Putin has cordoned himself off so much in recent months that it’s not clear anyone knows what Moscow’s next move will be.
“Generally speaking it is very hard to understand even for them, what is the decision… because the Kremlin doesn’t know yet,” Barbashin said. “That has been a Kremlin thing for decades now to work several options at the same time [and] depending on the circumstances choosing one.”
The messages from Kadyrov need to be taken with a sizable grain of salt because he is essentially operating as a kind of vassal ally to Russia—one with his own personal goals and interest in maintaining a foothold in Russian power circles.
“He’s a very special kind of duck in this mix,” Barbashin said. “The way he’s been engaged in this war, the way he is participating, is kind of like he’s acting on its own.”

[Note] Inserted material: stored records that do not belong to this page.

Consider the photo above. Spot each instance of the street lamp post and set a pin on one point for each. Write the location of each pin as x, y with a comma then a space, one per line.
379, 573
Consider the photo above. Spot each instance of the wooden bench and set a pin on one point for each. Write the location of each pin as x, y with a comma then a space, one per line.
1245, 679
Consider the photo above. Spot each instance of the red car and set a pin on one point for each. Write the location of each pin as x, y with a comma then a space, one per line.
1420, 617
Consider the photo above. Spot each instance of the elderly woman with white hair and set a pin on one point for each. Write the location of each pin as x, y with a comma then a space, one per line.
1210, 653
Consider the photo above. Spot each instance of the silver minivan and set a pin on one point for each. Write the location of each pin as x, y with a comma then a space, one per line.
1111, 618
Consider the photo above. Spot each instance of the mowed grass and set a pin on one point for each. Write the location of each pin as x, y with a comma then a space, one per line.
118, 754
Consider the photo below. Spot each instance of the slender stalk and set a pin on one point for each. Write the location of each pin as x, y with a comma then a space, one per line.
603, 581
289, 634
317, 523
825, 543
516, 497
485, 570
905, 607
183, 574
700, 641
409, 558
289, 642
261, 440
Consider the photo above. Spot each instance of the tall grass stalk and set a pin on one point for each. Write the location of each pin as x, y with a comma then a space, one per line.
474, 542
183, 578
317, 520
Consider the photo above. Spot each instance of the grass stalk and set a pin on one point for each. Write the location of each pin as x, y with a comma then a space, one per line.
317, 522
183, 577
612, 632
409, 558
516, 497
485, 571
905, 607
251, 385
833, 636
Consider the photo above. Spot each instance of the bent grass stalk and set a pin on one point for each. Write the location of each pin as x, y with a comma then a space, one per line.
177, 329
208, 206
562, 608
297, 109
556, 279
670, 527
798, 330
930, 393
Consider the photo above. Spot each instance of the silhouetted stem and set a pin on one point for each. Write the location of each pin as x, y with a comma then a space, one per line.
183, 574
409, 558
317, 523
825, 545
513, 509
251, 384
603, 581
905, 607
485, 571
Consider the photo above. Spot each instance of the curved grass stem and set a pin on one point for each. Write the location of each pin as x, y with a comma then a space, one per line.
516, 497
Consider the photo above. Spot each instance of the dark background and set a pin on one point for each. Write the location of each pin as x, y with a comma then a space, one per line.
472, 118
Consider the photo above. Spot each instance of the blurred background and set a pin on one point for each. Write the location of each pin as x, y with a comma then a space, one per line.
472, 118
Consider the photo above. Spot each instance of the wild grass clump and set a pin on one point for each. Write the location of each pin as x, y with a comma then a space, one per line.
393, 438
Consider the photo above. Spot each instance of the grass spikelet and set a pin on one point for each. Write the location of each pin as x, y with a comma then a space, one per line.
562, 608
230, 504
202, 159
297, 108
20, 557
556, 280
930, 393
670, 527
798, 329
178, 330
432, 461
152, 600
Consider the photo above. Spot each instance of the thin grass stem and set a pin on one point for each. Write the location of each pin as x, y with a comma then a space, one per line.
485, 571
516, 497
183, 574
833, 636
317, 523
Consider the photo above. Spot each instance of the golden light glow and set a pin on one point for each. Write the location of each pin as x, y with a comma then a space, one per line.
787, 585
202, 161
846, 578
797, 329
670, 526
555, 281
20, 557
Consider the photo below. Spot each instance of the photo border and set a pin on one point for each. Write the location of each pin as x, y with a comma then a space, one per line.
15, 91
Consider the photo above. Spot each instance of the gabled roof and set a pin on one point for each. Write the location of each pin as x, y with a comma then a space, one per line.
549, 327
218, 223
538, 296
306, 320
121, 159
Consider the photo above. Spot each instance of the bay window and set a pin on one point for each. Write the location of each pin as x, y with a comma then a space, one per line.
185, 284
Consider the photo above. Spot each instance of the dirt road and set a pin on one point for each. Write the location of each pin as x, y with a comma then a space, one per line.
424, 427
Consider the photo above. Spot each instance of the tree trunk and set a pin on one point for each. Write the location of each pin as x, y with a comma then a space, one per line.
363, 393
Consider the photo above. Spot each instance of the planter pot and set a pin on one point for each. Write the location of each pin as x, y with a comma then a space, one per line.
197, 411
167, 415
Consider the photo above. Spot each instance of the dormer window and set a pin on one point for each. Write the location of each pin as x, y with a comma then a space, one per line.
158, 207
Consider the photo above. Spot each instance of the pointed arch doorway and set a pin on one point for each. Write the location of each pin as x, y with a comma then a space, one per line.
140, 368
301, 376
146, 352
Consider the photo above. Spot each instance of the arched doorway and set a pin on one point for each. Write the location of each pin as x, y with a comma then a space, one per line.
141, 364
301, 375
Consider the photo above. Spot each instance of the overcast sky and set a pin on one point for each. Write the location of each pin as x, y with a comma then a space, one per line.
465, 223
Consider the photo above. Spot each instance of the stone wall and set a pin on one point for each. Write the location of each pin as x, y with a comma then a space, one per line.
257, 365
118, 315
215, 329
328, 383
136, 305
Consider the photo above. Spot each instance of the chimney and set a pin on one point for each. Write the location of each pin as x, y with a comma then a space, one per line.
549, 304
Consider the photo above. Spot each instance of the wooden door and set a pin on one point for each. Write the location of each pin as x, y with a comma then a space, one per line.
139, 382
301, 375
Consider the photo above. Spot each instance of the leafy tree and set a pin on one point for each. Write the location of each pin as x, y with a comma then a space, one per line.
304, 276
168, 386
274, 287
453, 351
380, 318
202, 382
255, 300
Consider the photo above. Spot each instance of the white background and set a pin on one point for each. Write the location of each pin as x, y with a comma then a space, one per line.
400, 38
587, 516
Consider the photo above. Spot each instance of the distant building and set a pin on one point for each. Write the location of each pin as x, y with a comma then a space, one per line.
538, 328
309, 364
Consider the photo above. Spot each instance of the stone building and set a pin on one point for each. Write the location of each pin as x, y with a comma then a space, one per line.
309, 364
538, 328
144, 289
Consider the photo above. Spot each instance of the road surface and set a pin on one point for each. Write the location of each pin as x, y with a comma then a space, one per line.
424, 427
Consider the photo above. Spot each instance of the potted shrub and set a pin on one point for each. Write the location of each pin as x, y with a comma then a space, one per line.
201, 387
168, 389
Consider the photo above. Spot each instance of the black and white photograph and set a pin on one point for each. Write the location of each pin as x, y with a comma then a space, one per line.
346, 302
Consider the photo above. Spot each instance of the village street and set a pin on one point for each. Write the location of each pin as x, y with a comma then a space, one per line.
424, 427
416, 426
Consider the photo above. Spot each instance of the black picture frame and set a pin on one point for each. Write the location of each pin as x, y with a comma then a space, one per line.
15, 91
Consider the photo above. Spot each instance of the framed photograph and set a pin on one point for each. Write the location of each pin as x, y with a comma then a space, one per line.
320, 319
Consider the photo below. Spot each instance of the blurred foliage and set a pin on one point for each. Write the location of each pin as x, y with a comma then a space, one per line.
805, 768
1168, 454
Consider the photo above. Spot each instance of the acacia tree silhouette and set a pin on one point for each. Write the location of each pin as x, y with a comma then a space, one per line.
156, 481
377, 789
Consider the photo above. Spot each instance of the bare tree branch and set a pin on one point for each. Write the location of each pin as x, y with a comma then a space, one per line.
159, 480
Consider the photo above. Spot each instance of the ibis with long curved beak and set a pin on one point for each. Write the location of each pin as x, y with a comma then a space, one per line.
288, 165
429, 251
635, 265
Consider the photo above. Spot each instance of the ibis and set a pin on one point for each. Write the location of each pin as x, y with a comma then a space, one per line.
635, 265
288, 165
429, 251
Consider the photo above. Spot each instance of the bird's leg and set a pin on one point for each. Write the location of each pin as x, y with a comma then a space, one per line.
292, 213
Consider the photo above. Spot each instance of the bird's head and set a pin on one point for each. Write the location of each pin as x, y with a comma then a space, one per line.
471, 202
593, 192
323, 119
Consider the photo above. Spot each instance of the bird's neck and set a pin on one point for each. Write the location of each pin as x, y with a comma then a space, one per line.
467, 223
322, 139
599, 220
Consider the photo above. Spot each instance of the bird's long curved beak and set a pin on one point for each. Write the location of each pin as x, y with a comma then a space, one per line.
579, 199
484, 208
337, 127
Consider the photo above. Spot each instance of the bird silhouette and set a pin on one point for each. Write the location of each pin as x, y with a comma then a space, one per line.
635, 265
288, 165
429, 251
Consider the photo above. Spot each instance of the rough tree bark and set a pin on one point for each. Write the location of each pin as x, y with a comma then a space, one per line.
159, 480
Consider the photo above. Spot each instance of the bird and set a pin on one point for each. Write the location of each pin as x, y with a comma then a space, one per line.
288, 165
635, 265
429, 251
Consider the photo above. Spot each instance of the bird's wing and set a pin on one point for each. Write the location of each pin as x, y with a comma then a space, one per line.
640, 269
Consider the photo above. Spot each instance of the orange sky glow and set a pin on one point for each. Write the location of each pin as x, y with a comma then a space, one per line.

Putin’s war has encountered a whole slew of other problems that have tripped Putin and his cronies up. Putin’s forces, for one, struggled to take Kyiv, a situation that “frustrated” Putin, according to a CIA analysis shared with U.S. lawmakers. A senior defense official said in briefings last month that a column of Russian forces was stalling outside of Kyiv due to failures of resourcing and a lack of fuel. Russian command and control has been a mess. And officials have been scratching their heads at why Russia launched a series of cyberattacks on Ukrainian banks and websites in advance of the invasion—but have largely failed to run a flurry of successful hacks while waging war in Ukraine, a move which some analysts say could have made their invasion more chaotic for Ukrainians, and lent an advantage to Russia.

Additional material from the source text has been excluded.